Hoy no tengo lágrimas de duelo. Espero, sólo espero.



NOSTALGIA




Y la ternura ... y el amor....
Sueño. Sueño y extremo mi esperanza.
¡Oh locura... amiga de  mis noches!
Esas palabras que llenan de alegría el alma
Que ciega busca en la madrugada el trino del ave
Como melancolía afiatada de Bach o Vivaldi.
Ahora estaré acá muy quieta.
Tú vendrás a mi lugar de ensueño.
Me  mostrarás el horizonte y me treparé a la nostalgia.



LA DUEÑA DEL CORRALÓN




            La casa de Acevedo, era la más antigua del barrio. El Bondi pasaba por ahí, gracias a las conexiones de Francisco Acevedo. Tenía una entrada para coches y ventanales altos donde fulguraban vidrios biselados y algunas flores de colores en un centro de las ventanas. Los pisos de granito blanco y escalones de mármol de un suave tono rosado traído de Italia. Su primer dueño, el suegro de Acevedo, era un inmigrante de la zona central de la “bella Italia”.
            Cuando abrieron el negocio en el barrio, los Cannoni comenzaron a llenarse de dinero.

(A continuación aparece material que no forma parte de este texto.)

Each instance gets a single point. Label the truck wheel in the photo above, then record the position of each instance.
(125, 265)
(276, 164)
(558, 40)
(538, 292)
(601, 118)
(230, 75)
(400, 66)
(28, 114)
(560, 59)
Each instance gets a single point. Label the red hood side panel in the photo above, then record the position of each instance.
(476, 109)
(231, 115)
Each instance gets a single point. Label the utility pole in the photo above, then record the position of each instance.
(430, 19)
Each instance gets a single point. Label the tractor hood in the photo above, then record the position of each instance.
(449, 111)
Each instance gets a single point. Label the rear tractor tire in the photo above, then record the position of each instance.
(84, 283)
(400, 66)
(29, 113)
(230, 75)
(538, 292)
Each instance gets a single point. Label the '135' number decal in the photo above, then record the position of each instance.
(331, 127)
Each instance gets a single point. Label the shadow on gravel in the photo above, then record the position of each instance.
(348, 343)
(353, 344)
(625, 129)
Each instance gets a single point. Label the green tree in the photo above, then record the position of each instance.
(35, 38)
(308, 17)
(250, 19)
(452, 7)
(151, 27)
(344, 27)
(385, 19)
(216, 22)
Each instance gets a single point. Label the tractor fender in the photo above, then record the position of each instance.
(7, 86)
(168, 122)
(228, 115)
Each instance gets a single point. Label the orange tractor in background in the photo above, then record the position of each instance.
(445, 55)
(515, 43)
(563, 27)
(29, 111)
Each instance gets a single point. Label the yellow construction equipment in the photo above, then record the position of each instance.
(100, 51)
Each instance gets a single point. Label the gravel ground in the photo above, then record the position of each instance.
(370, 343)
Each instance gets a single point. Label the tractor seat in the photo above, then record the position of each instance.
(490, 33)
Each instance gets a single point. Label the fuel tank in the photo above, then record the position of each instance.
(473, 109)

Era un almacén de ramos generales. Vendían cualquier cosa que se pudiera vender y que la gente necesitara. Desde ropa para salir hasta materiales de construcción y eso los llevó a ser grandes ganadores.
            El viejo Cannoni, tenía un dicho: Si es para comer se vende al fiado, si es para otra cosa: ¡Nunca! Y llegaron los hijos. El Aldo, nació igualito a la madre. Era rubio de ojos claros y piel muy blanca. Luego la Gina era la misma figura y color del padre. Mal carácter y poco parlanchina. Finalmente vino al mundo Ornella. Una verdadera muñeca. La madre y toda la familia la tenían en exposición hasta que cumplió los diez años. Allí, cuando veían las miradas de los clientes, se dieron cuenta que había que guardarla bajo tres puertas con candado.
            Los anotaron en un colegio del centro. Don Remo compró un coche y todas las mañanas los llevaba y los traía al medio día. Debía estudiar el Aldo para ser “doctor”. En cualquier cosa, pero doctor. Las chicas podían ser modistas o como mucho maestras. Pero nunca pensaron lo que sucedió.
            Cuando Don Remo terminó de hacer la casa, uno de los albañiles, se enamoró de Gina. Ella también. Ya tenía quince años y una noche se escaparon. A don Remo le dio un colapso y en una semana murió. La María, su mujer vestida de negro lloraba y lloraba todo el día en su cama. Aldo se escapaba para ir al cinematógrafo, fumar y jugar al póker. Entonces la Ornella se hizo cargo del negocio. Llovían los clientes. No tanto para comprar como para flirtear con la muchacha.
            Al año se casó con Acevedo. Quien se armó no sólo de una bellísima esposa, rica y fina sino de la heredera de la casa y el negocio, ya que la hermana murió tuberculosa en un conventillo de La Boca. Dejando tres creaturas huérfanas a cargo de su hermana y su madre. Ésta nunca se sacó el luto. Francisco Acevedo, pronto se acomodó como diputado de un partido popular y lleno de vicios. Ornella al frente de la familia, se hizo una matrona digna y respetada. La gente la quería y respondía con su negocio. No tuvo hijos propios, pero crió a los de su hermana con amor y de tal manera que ellos sí, fueron y son excelentes “doctores en medicina, veterinaria y abogacía.
            A Ornella le dicen mamá y ella es feliz tan solo con verlos tan buenos y estudiosos. De Aldo se sabe que es un alcohólico perdido en boliches de mala muerte, pero se acerca cuando las deudas lo tienen contra las murallas. La buena hermana siempre lo saca de apuro ya que el apellido Cannoni para ella es importantísimo.

RECORDARÉ LA LUNA




            Cuando despierte el leve resplandor de los ensueños

            Recostados en las sábanas de hielo, se postrarán en Paz.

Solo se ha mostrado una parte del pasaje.